Disseram-me uma vez que você só se torna realmente feliz, quando promove a felicidade de outrem, abstendo-se dos próprios interesses. É o que as religiões, de forma uníssona, sempre pregaram. Mas você não pode compreender isso, se não o praticar assiduamente. Imagine que o amanhã possa não existir para você, ou para a sua esposa, pai, mãe, filho ou filha. Então, esqueça o preço da gasolina, os tediosos assuntos ruins dos jornais e dê mais atenção a eles. Assim como as flores passam breve, nós também passamos. A vida terrena é curta e o sorriso adiado para amanhã poderá ser tardio.

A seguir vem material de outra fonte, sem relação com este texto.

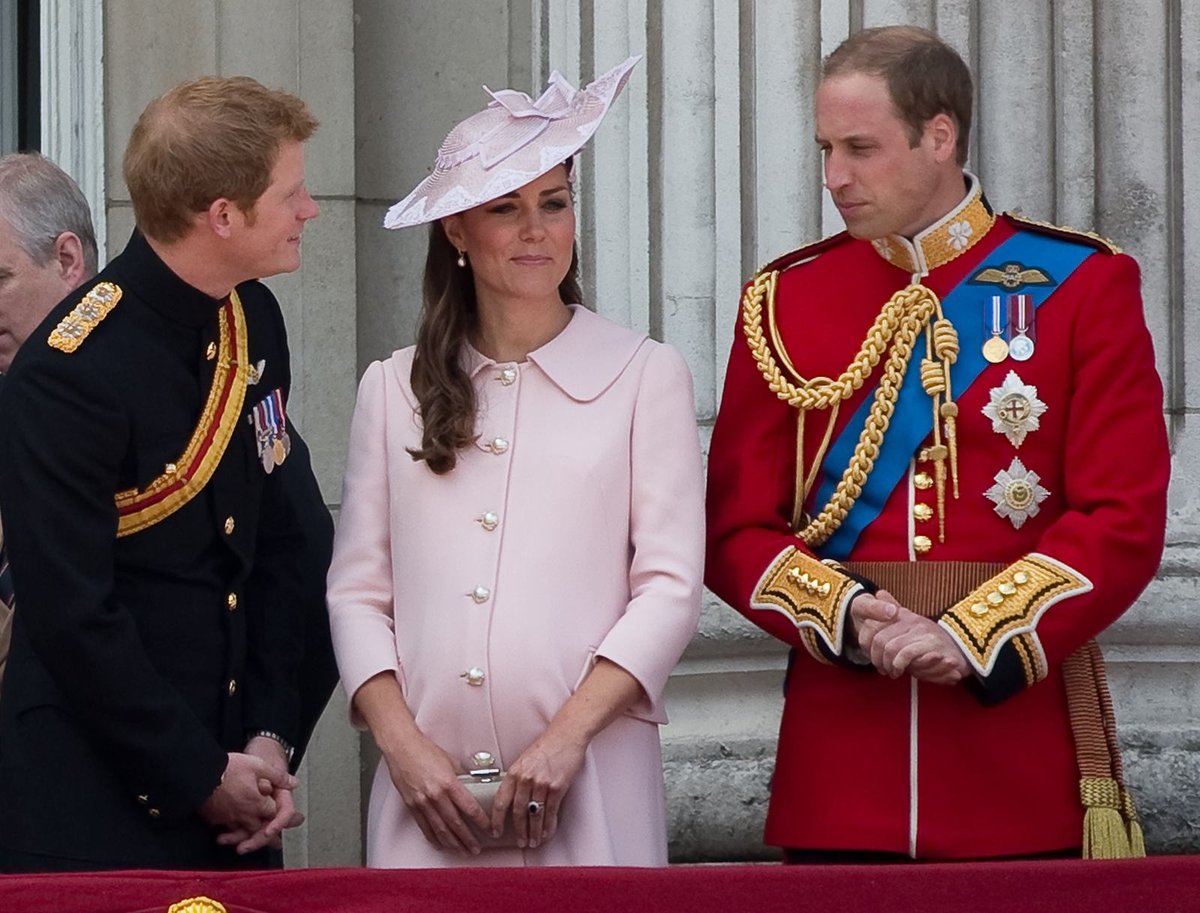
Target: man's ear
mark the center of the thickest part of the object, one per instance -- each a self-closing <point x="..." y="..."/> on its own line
<point x="220" y="217"/>
<point x="70" y="259"/>
<point x="943" y="132"/>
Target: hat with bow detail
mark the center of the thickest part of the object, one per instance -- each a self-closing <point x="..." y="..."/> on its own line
<point x="508" y="144"/>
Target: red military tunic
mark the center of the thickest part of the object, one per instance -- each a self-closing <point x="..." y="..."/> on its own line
<point x="985" y="768"/>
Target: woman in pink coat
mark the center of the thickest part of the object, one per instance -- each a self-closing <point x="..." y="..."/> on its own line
<point x="519" y="562"/>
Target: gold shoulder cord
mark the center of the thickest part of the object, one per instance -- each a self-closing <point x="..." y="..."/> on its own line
<point x="905" y="316"/>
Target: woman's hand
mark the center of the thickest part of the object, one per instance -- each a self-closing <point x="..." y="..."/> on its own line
<point x="424" y="774"/>
<point x="534" y="786"/>
<point x="539" y="779"/>
<point x="426" y="778"/>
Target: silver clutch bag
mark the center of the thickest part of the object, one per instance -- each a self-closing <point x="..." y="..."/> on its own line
<point x="484" y="784"/>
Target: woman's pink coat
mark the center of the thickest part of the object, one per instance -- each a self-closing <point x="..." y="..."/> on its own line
<point x="573" y="529"/>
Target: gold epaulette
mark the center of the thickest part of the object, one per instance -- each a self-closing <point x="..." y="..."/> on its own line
<point x="1066" y="233"/>
<point x="803" y="254"/>
<point x="84" y="317"/>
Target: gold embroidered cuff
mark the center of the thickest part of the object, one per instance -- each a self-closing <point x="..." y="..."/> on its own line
<point x="811" y="593"/>
<point x="1009" y="605"/>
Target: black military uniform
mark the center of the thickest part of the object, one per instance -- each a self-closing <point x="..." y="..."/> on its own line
<point x="169" y="545"/>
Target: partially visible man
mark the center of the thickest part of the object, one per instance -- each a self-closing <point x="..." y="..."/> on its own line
<point x="167" y="535"/>
<point x="47" y="247"/>
<point x="939" y="470"/>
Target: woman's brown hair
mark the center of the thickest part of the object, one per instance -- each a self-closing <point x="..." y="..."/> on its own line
<point x="439" y="377"/>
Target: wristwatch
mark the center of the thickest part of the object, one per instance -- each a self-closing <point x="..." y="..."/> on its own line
<point x="288" y="751"/>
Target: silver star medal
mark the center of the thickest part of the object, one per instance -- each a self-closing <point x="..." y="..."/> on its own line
<point x="1014" y="409"/>
<point x="1017" y="493"/>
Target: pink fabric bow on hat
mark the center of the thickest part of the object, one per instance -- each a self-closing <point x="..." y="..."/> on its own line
<point x="508" y="144"/>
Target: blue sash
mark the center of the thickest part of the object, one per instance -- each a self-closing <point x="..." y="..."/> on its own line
<point x="912" y="420"/>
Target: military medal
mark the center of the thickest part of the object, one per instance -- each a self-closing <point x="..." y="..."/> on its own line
<point x="1021" y="346"/>
<point x="1017" y="493"/>
<point x="995" y="349"/>
<point x="271" y="431"/>
<point x="1014" y="409"/>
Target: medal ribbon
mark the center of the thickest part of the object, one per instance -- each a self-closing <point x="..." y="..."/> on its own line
<point x="912" y="420"/>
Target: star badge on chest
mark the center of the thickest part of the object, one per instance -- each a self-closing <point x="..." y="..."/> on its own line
<point x="1014" y="409"/>
<point x="1017" y="493"/>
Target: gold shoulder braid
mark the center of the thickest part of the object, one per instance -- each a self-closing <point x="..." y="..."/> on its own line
<point x="84" y="317"/>
<point x="906" y="314"/>
<point x="1077" y="234"/>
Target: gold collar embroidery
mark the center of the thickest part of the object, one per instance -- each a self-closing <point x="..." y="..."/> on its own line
<point x="952" y="235"/>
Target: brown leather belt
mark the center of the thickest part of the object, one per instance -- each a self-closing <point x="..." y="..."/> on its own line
<point x="927" y="588"/>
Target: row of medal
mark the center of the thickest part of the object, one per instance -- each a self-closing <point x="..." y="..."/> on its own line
<point x="1011" y="323"/>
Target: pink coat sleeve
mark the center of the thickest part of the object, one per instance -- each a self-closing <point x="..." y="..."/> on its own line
<point x="666" y="532"/>
<point x="360" y="582"/>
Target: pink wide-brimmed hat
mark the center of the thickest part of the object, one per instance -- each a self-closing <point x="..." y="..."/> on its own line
<point x="508" y="144"/>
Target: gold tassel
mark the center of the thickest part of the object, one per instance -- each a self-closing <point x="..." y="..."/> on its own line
<point x="1137" y="839"/>
<point x="1104" y="829"/>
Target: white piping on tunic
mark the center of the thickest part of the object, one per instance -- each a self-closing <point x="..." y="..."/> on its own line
<point x="912" y="770"/>
<point x="912" y="701"/>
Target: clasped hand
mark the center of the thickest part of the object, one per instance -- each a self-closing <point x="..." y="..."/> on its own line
<point x="899" y="641"/>
<point x="426" y="778"/>
<point x="253" y="804"/>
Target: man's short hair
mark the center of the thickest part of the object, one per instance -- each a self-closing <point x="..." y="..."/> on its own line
<point x="924" y="76"/>
<point x="205" y="139"/>
<point x="39" y="202"/>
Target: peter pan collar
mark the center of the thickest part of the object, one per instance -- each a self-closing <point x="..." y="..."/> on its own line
<point x="951" y="236"/>
<point x="583" y="360"/>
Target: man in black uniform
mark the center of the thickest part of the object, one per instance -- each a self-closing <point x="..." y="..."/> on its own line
<point x="47" y="248"/>
<point x="167" y="535"/>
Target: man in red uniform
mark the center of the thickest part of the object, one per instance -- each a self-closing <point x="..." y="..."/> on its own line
<point x="939" y="472"/>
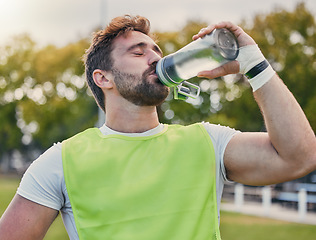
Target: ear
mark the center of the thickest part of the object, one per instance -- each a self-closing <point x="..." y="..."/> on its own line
<point x="103" y="79"/>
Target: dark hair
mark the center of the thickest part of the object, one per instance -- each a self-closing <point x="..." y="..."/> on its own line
<point x="98" y="56"/>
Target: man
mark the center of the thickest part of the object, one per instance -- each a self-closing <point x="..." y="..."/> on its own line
<point x="135" y="178"/>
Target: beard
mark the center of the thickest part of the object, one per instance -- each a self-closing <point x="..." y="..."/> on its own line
<point x="138" y="89"/>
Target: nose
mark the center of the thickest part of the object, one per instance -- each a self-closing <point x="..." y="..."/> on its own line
<point x="154" y="57"/>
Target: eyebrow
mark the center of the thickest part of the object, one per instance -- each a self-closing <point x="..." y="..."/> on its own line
<point x="143" y="45"/>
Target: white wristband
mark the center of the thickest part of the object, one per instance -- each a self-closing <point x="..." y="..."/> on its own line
<point x="254" y="65"/>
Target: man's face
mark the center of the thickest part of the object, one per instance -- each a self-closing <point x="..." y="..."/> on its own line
<point x="135" y="58"/>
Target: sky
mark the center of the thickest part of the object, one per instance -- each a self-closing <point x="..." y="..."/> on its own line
<point x="60" y="22"/>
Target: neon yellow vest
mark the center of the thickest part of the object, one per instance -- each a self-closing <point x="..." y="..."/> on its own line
<point x="159" y="187"/>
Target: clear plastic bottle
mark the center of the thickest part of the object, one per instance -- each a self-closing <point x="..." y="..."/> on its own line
<point x="209" y="52"/>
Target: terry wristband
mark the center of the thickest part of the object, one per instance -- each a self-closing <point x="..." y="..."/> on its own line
<point x="254" y="65"/>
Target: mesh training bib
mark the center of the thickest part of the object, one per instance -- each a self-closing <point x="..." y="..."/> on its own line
<point x="142" y="188"/>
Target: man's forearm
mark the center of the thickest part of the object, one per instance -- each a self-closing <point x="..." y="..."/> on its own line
<point x="288" y="128"/>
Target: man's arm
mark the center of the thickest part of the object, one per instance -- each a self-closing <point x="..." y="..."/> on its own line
<point x="288" y="150"/>
<point x="26" y="220"/>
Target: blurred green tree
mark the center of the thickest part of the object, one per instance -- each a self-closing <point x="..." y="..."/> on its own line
<point x="43" y="98"/>
<point x="287" y="39"/>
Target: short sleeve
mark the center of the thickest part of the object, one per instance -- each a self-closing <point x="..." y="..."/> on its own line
<point x="220" y="136"/>
<point x="43" y="180"/>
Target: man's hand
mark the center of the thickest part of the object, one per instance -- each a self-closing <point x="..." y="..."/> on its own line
<point x="232" y="67"/>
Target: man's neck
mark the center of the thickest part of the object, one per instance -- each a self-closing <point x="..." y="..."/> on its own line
<point x="134" y="119"/>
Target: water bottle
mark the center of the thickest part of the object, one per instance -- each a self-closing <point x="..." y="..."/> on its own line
<point x="209" y="52"/>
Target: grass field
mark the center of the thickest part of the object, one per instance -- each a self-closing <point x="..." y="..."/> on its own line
<point x="233" y="226"/>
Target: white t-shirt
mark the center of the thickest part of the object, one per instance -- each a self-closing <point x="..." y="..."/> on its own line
<point x="44" y="182"/>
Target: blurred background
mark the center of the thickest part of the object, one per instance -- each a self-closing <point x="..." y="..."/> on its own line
<point x="44" y="98"/>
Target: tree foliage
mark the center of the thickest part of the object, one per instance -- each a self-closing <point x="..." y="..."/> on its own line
<point x="44" y="99"/>
<point x="287" y="39"/>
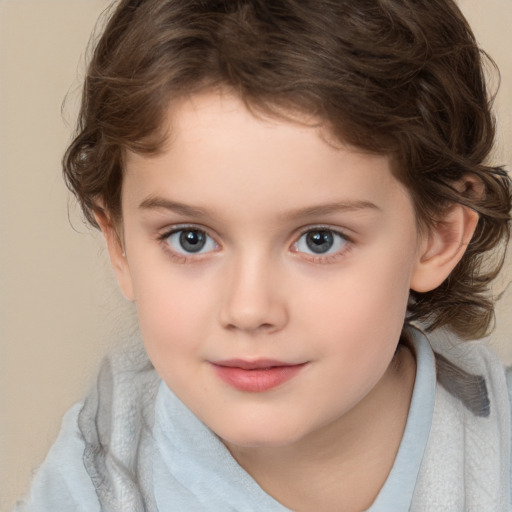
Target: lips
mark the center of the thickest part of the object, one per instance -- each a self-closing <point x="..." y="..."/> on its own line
<point x="255" y="376"/>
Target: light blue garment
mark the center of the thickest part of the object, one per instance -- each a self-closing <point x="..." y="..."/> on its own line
<point x="191" y="470"/>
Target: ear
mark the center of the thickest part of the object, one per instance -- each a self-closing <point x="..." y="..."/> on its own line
<point x="443" y="247"/>
<point x="116" y="252"/>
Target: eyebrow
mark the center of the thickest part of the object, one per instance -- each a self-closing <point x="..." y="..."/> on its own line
<point x="156" y="203"/>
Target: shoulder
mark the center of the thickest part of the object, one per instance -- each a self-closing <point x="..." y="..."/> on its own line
<point x="62" y="482"/>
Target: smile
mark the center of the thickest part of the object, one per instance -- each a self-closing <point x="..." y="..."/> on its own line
<point x="255" y="376"/>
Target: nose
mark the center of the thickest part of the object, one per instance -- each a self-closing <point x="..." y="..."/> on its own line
<point x="253" y="300"/>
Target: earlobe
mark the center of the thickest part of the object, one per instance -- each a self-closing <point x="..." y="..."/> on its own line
<point x="116" y="252"/>
<point x="443" y="247"/>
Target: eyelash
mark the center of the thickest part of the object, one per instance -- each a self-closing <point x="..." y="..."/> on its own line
<point x="179" y="257"/>
<point x="325" y="258"/>
<point x="320" y="258"/>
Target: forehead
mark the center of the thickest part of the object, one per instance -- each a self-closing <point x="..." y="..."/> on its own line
<point x="218" y="152"/>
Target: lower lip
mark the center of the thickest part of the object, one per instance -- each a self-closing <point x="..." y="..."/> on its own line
<point x="257" y="380"/>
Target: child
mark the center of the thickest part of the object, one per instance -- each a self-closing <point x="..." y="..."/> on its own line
<point x="283" y="188"/>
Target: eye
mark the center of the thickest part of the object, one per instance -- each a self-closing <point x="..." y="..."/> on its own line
<point x="190" y="241"/>
<point x="320" y="242"/>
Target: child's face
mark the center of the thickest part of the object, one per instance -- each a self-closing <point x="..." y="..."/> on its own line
<point x="254" y="243"/>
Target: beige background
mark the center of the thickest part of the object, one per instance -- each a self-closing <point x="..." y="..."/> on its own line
<point x="59" y="305"/>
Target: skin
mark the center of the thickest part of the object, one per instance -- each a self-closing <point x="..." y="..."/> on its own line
<point x="255" y="186"/>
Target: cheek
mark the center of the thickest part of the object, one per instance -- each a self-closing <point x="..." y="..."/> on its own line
<point x="172" y="311"/>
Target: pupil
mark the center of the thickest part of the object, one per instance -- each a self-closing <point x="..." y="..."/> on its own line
<point x="192" y="241"/>
<point x="319" y="241"/>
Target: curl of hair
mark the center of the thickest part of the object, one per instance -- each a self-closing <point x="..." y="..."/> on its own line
<point x="397" y="77"/>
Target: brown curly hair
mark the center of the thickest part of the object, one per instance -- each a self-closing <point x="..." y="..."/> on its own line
<point x="396" y="77"/>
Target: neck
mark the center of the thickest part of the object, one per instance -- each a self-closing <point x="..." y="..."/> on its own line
<point x="344" y="465"/>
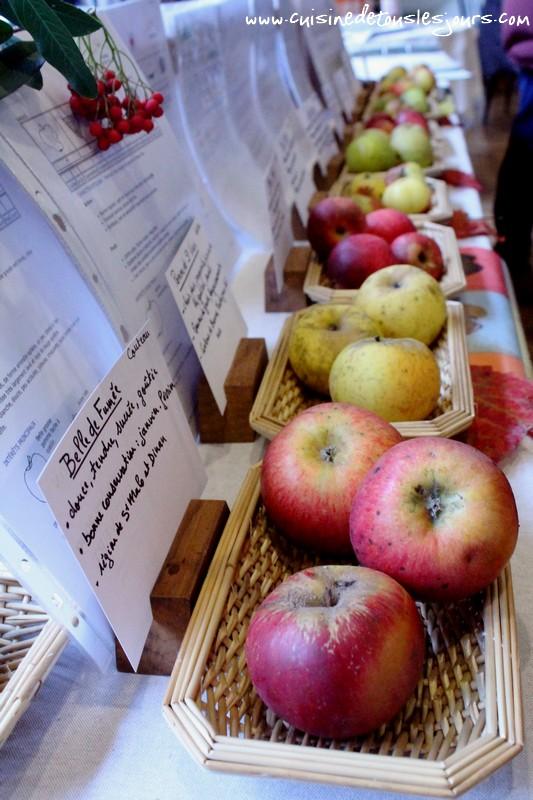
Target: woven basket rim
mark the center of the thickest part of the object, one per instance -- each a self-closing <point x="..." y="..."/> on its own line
<point x="501" y="740"/>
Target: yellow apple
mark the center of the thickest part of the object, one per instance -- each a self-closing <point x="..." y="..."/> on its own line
<point x="318" y="335"/>
<point x="411" y="195"/>
<point x="405" y="301"/>
<point x="397" y="379"/>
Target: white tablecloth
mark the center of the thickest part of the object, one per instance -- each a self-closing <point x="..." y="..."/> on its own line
<point x="100" y="737"/>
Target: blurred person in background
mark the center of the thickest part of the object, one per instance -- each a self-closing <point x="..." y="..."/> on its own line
<point x="513" y="209"/>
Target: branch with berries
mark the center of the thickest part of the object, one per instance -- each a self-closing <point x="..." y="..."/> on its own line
<point x="124" y="104"/>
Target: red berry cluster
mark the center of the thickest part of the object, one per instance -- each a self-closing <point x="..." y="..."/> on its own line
<point x="112" y="118"/>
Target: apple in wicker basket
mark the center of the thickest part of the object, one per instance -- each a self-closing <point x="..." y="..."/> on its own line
<point x="336" y="651"/>
<point x="437" y="515"/>
<point x="331" y="220"/>
<point x="405" y="301"/>
<point x="421" y="251"/>
<point x="389" y="224"/>
<point x="313" y="468"/>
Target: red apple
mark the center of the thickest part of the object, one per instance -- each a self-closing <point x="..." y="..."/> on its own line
<point x="331" y="220"/>
<point x="313" y="468"/>
<point x="381" y="120"/>
<point x="389" y="224"/>
<point x="336" y="651"/>
<point x="411" y="117"/>
<point x="421" y="251"/>
<point x="356" y="257"/>
<point x="437" y="515"/>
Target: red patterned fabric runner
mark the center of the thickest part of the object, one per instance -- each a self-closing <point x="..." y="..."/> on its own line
<point x="504" y="411"/>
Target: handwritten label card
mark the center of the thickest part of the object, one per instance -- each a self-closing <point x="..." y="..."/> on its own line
<point x="119" y="482"/>
<point x="209" y="310"/>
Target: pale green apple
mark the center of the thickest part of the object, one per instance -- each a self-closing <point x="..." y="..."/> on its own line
<point x="392" y="76"/>
<point x="410" y="195"/>
<point x="318" y="335"/>
<point x="405" y="301"/>
<point x="371" y="151"/>
<point x="415" y="98"/>
<point x="413" y="144"/>
<point x="423" y="77"/>
<point x="397" y="379"/>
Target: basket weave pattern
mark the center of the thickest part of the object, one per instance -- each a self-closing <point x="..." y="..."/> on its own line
<point x="21" y="622"/>
<point x="446" y="710"/>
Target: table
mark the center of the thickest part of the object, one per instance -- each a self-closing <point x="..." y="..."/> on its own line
<point x="88" y="736"/>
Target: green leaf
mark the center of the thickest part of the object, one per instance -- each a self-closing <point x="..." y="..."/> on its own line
<point x="55" y="43"/>
<point x="20" y="64"/>
<point x="36" y="81"/>
<point x="8" y="13"/>
<point x="78" y="22"/>
<point x="6" y="31"/>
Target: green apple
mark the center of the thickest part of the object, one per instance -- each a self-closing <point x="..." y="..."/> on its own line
<point x="415" y="98"/>
<point x="412" y="144"/>
<point x="423" y="77"/>
<point x="371" y="151"/>
<point x="397" y="379"/>
<point x="318" y="335"/>
<point x="410" y="195"/>
<point x="367" y="190"/>
<point x="392" y="76"/>
<point x="408" y="170"/>
<point x="445" y="108"/>
<point x="405" y="301"/>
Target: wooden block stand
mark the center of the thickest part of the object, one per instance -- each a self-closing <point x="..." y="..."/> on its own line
<point x="241" y="387"/>
<point x="178" y="585"/>
<point x="292" y="296"/>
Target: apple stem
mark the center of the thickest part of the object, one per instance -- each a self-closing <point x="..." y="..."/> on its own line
<point x="328" y="453"/>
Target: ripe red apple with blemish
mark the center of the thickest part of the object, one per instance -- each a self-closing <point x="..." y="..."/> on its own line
<point x="356" y="257"/>
<point x="336" y="651"/>
<point x="331" y="220"/>
<point x="436" y="515"/>
<point x="389" y="224"/>
<point x="313" y="468"/>
<point x="420" y="251"/>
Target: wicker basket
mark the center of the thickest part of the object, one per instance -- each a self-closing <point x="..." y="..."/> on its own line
<point x="440" y="204"/>
<point x="282" y="395"/>
<point x="30" y="644"/>
<point x="320" y="289"/>
<point x="462" y="723"/>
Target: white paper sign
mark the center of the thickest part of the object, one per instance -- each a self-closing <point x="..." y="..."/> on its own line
<point x="119" y="482"/>
<point x="211" y="135"/>
<point x="56" y="346"/>
<point x="316" y="119"/>
<point x="236" y="38"/>
<point x="296" y="152"/>
<point x="208" y="308"/>
<point x="130" y="205"/>
<point x="140" y="25"/>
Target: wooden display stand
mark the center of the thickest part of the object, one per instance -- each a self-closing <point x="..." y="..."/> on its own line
<point x="240" y="387"/>
<point x="292" y="296"/>
<point x="178" y="585"/>
<point x="324" y="181"/>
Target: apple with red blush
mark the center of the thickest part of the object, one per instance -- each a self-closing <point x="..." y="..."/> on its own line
<point x="438" y="516"/>
<point x="313" y="468"/>
<point x="336" y="651"/>
<point x="356" y="257"/>
<point x="420" y="251"/>
<point x="331" y="220"/>
<point x="382" y="121"/>
<point x="389" y="224"/>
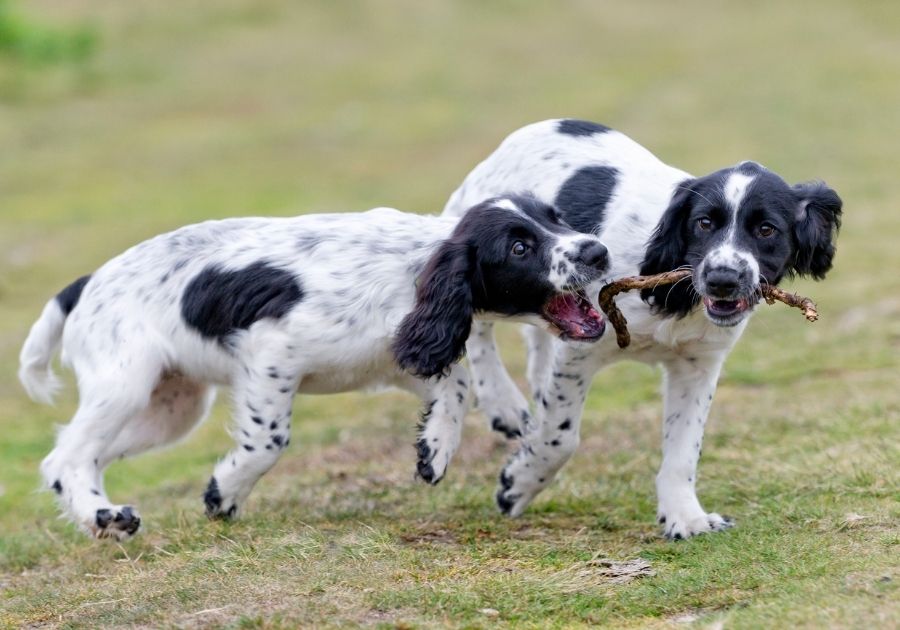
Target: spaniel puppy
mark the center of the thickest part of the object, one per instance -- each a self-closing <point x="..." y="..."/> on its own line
<point x="735" y="228"/>
<point x="272" y="307"/>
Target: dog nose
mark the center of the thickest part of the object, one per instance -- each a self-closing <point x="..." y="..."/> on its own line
<point x="722" y="282"/>
<point x="593" y="254"/>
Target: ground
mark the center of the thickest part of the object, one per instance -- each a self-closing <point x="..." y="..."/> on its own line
<point x="240" y="107"/>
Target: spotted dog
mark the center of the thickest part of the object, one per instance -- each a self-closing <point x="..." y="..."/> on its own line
<point x="734" y="228"/>
<point x="272" y="307"/>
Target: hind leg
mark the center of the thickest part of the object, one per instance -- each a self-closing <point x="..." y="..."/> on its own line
<point x="107" y="429"/>
<point x="177" y="405"/>
<point x="73" y="468"/>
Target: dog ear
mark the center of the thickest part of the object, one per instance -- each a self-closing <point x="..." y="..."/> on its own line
<point x="433" y="336"/>
<point x="666" y="250"/>
<point x="818" y="221"/>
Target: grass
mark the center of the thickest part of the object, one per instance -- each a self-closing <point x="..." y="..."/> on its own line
<point x="239" y="107"/>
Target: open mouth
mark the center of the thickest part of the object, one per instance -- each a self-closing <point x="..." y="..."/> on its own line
<point x="574" y="317"/>
<point x="726" y="311"/>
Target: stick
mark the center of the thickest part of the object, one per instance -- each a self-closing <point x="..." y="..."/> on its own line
<point x="770" y="293"/>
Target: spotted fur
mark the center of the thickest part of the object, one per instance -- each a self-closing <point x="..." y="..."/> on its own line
<point x="734" y="228"/>
<point x="272" y="307"/>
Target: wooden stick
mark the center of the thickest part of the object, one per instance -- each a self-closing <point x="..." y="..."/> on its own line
<point x="770" y="293"/>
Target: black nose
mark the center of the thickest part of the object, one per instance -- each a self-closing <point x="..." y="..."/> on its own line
<point x="723" y="283"/>
<point x="594" y="254"/>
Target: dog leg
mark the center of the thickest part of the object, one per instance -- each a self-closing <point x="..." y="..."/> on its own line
<point x="689" y="389"/>
<point x="263" y="395"/>
<point x="540" y="351"/>
<point x="555" y="438"/>
<point x="74" y="468"/>
<point x="446" y="402"/>
<point x="498" y="397"/>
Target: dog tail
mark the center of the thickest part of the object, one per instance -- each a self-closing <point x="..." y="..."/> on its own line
<point x="35" y="371"/>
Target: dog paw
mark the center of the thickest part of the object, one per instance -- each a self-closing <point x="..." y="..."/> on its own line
<point x="120" y="523"/>
<point x="216" y="506"/>
<point x="513" y="495"/>
<point x="678" y="527"/>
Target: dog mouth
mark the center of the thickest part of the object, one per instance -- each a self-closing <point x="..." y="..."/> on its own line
<point x="574" y="317"/>
<point x="726" y="312"/>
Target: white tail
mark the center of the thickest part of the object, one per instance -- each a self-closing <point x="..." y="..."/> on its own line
<point x="35" y="371"/>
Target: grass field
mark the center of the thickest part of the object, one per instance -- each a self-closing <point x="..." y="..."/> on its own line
<point x="236" y="107"/>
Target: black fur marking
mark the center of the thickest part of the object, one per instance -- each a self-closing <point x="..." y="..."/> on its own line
<point x="68" y="297"/>
<point x="497" y="425"/>
<point x="103" y="518"/>
<point x="217" y="303"/>
<point x="582" y="199"/>
<point x="574" y="127"/>
<point x="506" y="501"/>
<point x="127" y="520"/>
<point x="433" y="336"/>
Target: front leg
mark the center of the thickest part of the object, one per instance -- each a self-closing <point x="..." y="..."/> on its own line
<point x="688" y="391"/>
<point x="446" y="402"/>
<point x="555" y="436"/>
<point x="498" y="396"/>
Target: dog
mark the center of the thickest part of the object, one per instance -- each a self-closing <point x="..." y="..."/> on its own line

No livro “Caminho Iluminado” – F. C. X. – sugere-se que nos devemos abster de fixar as deficiências do próximo, mas procurar destacar-lhe as qualidades nobres. Examinar o bem, louvar o bem e estender o bem o quanto pudermos é conduta a ser seguida. A paz pode passar a residir hoje mesmo em nosso campo íntimo, bastando que lhe ofereçamos o refúgio da compreensão. Se nos encontramos na condição de peça na engrenagem de hoje, a que se acolhem tantas criaturas aflitas, não nos entreguemos ao luxo do desânimo e, sim, trabalhemos servindo sempre. É preciso aprender a suportar os revezes do mundo, sem perder a própria segurança. Haja o que houver, trabalhemos na edificação do bem e seguimos adiante. Dor, na maioria das vezes, é o tributo que se paga ao aperfeiçoamento espiritual. Dificuldade mede eficiência. Ofensa avalia a compreensão. A própria morte é nova forma de vida. Resistamos aos percalços que tendem a nos desfibrar e mantenhamo-nos de pé na tarefa a que a vida nos reservou. Recordemos que a regra é a de que tudo sempre se altera para o bem.
Exclelente artigo, simples e objetivo. Neste texto está contido a essência da vida de como ser feliz com pensamentos e atitudes simples.
Conheço o Delegado Roger nos tempos de natação no Clube Dores, ele está de parabéns pelo texto que escreveu.